On this summer day in 1946, captured by a sidewalk photographer on Monroe Avenue in Grand Rapids, my "nylons" were actually rayon. Before 1940 we wore cotton lisle, or if rich, sheer silk. Ladies were just getting a taste for nylon when the war took both nylon and silk away from us. Rayon it was, and boy, did we hate it! The "look" wasn't sexy, there was an odd, dull sheen, and worse, they wouldn't dry overnight. So several pairs were usually lined up on the bathroom rod in varying stages of despicable sogginess. We resorted to liquid stockings, leg makeup poured from a bottle. It was a disaster, with all of the downsides you could dream of!Text excerpted from memories recorded at the Flickr photostream of Joey Harrison.
... Department stores of the era dazzled with their offerings. There were extensive furniture departments, normally a full floor, with fully furnished rooms providing decorating ideas and promoting the furniture offered. There were piles and piles of rugs. (Carpeting wasn't popular until later. Rugs were laid over hardwood floors with a border of dark-stained wood showing. If the wood wasn't good enough to show, you could purchase two-foot-wide linoleum printed in a hardwood pattern.)
... Apparel was "big" in the stores, with departments for most sizes, except if you were "small!" Petite wasn't recognized by designers and manufacturers then. So you resorted to shopping in children's wear, or buying an approximate size and having it altered, or you sewed for yourself. In my mother's time, the early 1900s, the itinerant seamstress would show up once a year, unfold her table, and stay long enough to make whatever the family needed — a week, 10 days, maybe a couple of weeks.

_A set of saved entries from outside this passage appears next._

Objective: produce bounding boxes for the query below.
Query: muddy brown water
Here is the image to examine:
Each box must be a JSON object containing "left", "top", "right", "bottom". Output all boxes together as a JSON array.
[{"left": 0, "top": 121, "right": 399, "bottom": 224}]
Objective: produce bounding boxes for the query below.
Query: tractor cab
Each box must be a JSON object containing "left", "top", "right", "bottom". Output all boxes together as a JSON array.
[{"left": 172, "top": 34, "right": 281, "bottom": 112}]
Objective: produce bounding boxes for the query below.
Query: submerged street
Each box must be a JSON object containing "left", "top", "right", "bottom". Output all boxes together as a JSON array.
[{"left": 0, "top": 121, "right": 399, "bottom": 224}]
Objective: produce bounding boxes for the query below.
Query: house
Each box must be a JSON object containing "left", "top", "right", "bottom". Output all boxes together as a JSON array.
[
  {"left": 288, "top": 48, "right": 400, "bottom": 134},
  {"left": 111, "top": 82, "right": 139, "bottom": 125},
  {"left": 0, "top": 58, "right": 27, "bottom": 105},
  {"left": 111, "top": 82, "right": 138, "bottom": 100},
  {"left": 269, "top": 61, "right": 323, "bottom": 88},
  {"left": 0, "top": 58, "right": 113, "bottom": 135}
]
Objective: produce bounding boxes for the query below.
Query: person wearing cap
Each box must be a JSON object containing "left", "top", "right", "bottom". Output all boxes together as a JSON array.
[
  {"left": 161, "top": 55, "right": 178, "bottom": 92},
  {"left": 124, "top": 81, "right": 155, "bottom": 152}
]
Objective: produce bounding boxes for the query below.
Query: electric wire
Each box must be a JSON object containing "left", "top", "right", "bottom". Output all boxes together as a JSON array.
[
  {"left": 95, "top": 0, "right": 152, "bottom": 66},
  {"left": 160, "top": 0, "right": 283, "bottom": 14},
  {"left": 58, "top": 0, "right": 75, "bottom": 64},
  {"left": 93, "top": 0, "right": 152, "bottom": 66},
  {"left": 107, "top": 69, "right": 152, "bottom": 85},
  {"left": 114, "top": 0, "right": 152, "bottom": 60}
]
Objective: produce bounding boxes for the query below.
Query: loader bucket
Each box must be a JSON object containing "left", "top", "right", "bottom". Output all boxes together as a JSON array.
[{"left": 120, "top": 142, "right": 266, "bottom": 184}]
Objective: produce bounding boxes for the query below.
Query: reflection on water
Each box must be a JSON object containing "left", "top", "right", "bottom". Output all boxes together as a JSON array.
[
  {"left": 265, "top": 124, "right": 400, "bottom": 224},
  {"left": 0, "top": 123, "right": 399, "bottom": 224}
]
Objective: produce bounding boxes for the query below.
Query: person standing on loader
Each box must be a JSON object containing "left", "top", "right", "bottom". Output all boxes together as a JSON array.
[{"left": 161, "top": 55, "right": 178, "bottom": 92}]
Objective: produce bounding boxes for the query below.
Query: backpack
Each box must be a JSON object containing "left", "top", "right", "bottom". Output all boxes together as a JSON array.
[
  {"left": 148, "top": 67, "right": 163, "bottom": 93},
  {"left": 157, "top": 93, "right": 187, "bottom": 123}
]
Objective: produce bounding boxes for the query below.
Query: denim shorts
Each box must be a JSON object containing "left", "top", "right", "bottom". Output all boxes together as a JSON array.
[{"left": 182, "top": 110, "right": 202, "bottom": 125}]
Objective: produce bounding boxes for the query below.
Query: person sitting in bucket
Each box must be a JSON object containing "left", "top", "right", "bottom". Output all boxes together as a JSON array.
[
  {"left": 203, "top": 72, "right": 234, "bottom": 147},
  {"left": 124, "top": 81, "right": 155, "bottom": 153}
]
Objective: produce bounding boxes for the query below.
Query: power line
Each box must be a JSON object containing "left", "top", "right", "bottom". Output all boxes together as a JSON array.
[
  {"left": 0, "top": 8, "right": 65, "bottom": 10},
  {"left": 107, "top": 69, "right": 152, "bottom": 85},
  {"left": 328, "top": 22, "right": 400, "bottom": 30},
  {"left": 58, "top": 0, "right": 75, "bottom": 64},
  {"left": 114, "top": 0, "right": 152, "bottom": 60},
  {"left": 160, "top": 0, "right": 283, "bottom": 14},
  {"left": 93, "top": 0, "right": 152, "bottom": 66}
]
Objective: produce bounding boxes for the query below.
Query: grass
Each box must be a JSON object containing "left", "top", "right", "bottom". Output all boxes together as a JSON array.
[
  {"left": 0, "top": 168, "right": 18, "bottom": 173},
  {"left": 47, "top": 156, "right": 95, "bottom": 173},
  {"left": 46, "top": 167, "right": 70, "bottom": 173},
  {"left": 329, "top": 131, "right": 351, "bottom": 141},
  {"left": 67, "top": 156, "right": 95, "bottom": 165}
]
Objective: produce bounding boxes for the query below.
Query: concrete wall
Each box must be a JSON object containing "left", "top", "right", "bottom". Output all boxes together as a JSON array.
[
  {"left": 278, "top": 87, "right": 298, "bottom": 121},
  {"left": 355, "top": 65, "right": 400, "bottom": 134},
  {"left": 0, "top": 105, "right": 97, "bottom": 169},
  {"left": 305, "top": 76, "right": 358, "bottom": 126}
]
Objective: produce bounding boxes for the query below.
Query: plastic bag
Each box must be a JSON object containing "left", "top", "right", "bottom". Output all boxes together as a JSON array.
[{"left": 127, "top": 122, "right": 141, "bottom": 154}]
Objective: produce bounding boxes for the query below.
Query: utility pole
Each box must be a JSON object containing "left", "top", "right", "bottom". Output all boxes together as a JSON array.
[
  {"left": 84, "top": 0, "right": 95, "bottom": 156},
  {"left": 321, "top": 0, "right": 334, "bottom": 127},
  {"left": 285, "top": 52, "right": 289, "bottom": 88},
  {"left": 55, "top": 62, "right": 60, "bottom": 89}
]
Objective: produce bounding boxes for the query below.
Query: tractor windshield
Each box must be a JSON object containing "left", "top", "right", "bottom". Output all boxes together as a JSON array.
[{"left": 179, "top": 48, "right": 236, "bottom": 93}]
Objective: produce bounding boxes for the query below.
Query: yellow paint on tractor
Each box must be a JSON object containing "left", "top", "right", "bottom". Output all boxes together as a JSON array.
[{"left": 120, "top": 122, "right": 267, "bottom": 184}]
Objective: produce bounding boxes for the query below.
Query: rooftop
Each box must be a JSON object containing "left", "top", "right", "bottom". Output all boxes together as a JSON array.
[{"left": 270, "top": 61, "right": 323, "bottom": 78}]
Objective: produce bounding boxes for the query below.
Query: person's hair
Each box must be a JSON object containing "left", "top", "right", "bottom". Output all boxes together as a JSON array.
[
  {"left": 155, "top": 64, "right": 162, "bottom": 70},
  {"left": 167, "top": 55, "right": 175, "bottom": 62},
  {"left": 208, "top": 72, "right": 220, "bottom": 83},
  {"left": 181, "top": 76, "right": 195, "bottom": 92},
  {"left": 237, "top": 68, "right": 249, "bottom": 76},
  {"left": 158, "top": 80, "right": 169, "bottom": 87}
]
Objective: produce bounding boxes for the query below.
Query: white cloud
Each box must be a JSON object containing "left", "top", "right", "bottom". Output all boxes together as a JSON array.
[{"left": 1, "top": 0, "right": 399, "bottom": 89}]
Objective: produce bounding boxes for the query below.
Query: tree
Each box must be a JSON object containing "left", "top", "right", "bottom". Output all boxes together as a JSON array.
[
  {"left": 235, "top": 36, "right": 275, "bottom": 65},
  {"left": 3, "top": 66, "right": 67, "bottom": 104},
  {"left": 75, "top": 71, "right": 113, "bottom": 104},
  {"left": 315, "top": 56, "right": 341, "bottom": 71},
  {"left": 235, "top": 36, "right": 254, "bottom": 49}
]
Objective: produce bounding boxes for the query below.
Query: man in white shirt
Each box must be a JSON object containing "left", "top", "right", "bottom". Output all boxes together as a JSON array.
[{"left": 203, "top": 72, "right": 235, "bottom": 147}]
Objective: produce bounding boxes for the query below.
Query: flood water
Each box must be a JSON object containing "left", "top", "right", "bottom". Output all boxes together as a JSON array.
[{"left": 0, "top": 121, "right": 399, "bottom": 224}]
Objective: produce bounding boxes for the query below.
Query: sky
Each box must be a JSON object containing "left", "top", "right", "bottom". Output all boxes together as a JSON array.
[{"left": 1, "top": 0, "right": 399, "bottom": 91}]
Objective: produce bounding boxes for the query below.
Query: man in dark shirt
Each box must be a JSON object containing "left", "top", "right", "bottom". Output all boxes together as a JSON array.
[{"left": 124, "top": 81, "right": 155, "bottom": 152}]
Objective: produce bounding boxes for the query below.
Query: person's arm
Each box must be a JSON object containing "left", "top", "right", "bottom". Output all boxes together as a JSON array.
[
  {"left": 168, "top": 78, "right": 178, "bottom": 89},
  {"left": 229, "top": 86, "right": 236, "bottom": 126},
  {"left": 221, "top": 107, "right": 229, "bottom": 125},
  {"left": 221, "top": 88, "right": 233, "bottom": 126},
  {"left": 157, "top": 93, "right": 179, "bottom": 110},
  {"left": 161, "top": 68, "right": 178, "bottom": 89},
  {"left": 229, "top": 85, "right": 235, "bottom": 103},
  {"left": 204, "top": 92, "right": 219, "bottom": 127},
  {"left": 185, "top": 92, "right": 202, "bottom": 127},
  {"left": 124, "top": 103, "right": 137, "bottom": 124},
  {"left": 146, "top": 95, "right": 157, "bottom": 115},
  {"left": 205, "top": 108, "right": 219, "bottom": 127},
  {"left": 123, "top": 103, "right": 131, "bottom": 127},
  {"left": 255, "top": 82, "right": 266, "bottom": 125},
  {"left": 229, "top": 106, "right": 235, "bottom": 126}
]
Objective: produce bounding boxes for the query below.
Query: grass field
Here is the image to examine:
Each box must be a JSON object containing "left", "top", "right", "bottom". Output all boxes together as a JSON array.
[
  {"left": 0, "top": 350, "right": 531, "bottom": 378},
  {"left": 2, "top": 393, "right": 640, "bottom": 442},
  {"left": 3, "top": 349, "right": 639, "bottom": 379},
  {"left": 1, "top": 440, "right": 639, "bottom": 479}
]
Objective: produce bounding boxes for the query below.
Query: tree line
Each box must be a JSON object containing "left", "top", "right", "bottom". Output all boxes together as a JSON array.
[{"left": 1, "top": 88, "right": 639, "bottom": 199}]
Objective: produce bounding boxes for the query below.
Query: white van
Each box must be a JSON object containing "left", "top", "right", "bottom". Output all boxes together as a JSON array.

... Shopping can be tiring, and stores wisely provided very nice lunchrooms to keep their customers under their roof to take off down the aisles again after a respite, purses in hand. Those purses didn't contain plastic, which came later. But we could charge to our store account, and the salesperson would always ask "Charge and send?" One simply did not carry packages. They came by store delivery truck to your home in a day or two...
Getting from one floor to another was zippy. The bank of elevators was tended on the main floor by an eagle-eyed, uniformed store employee who knew exactly where each elevator was, and beckoned you to the one that would open its doors next. The elevator would arrive, the uniformed operator would open her doors with a white-gloved hand while the other hand was ready at the controls to take you off flying the minute everyone was herded in. As the doors glided shut again you called your floor, and whoooosh, you were off, leaving your stomach in your shoes if ascending or in your throat if going down. The operator brought the cage exactly level with the floor, calling the number out smartly before opening the doors. An elevator ride then had none of the clunkiness and maddening turtle pace of today's automatic elevators.Retail workers in those years could have normal family lives, as stores were all closed on Sundays. In Grand Rapids stores stayed open evenings only on Monday, until 9.